If the fecal test comes back negative, I'll just pay for the $580 allergy test. I cannot be bothered waiting around 8 weeks on a prescription food to find out whether he has an allergy or not. I don't think the food helps you determine what the allergy actually is. 

This is exhausting, and I'm sure everyone's exhausted from reading about Sunny's poo journey, but this is such a great place to vent about it without sounding like a complete lunatic. We appreciate the support and advice SO much. Thank you!


----------



## momo_ (Dec 15, 2014)

*Marcus*, here's a picture of Sunny's lunch. It's 1 cup of rice, 2 tablespoons of chicken pieces, and 1/4 of Pro Plan (we're on day 5). 

And he's recently started to drool so much while I prepare his food. Yes, that is drool dripping down on both sides. :doh: Hard to see because of the background. Poor guy looks so thin and I don't know what's going on with his coat. Once we figure out what's going on hopefully he'll be on a food that'll promote healthy hair growth!


----------



## Anele (Dec 12, 2014)

What the what???? Hasn't heard of grain-free food?? WHAT?

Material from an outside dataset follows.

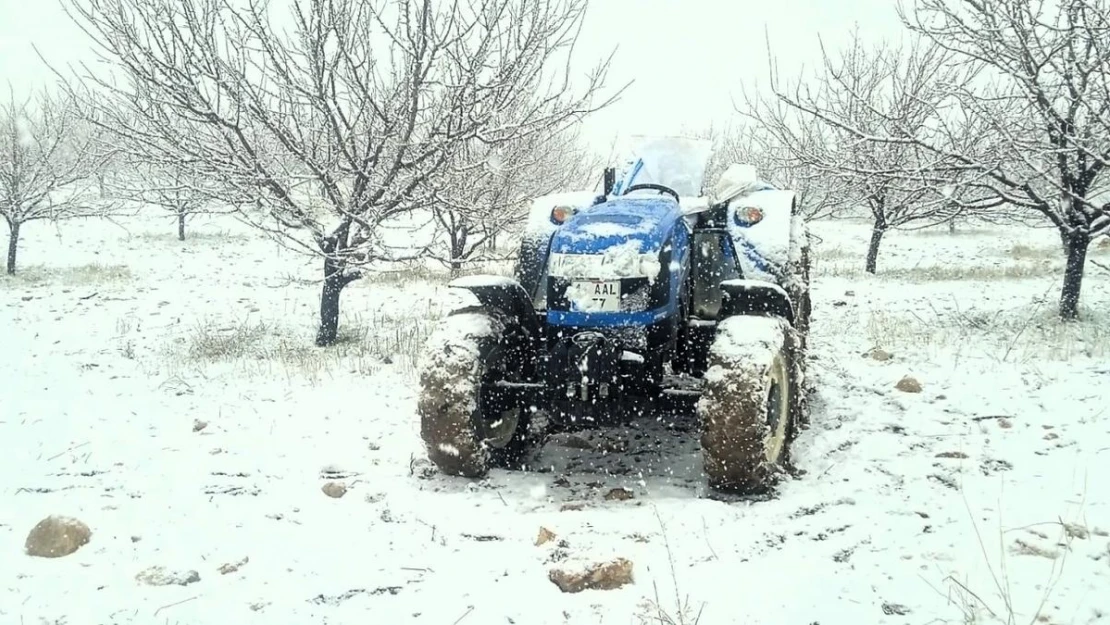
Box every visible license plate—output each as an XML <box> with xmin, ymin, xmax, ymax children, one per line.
<box><xmin>567</xmin><ymin>280</ymin><xmax>620</xmax><ymax>312</ymax></box>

He is such a cute. He does look thin . . .but I don't see anything wrong with his coat?

I am lost now, though. When was the last time he had chicken? At class?

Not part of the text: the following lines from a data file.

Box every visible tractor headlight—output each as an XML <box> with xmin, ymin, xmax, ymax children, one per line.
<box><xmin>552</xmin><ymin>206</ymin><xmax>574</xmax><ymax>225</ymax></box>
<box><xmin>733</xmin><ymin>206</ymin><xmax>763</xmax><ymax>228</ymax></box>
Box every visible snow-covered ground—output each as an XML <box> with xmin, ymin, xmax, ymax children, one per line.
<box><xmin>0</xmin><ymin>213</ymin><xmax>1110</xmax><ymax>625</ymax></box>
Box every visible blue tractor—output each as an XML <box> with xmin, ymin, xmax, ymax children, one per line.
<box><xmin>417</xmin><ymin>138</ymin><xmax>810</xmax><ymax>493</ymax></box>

Oh, duh . . .now I see the chicken! I would just switch him to ProPlan, and get him off the rice/chicken. If the PP does not work, then I would do grain free.


----------



## momo_ (Dec 15, 2014)

Anele said:


> What the what???? Hasn't heard of grain-free food?? WHAT?
> 
> He is such a cute. He does look thin . . .but I don't see anything wrong with his coat?
> 
> ...


I know right, what kind of vet doesn't know about grain-free! I've been to 2 vets and popped by another - neither of the 3 had seen an Easy Walk harness before. 

His coat is just very short which is okay, it'll grow eventually, but it's also looks and feels thin. He's been biting and itching everywhere, particularly his inner thighs and now he's bald there. 
He's always had chicken, but at class I didn't bring enough so I had to use the training treats they provide. 
I've only just started giving him up to 1/4 cup of PP so I don't want to give him a full cup straight up, it might make things even worse.  I found a small solid poop in the backyard just then, don't know if it was before or after the mucousy diarrhea. It's so up and down! 
But yes if the test comes back negative, I might do the allergy test to know 100% what he can and can't have, then if PP doesn't work I'll put him on grain-free. Canidae only makes one grain-free puppy formula and it's chicken. I don't know if he's got a mild chicken allergy or not so that's why I want to be sure with the test. It'll cost a lot but at least I'll know for life!


----------



## goldenewbie (Nov 10, 2011)

Best wishes momo_! I wish you get some clarity on this issue!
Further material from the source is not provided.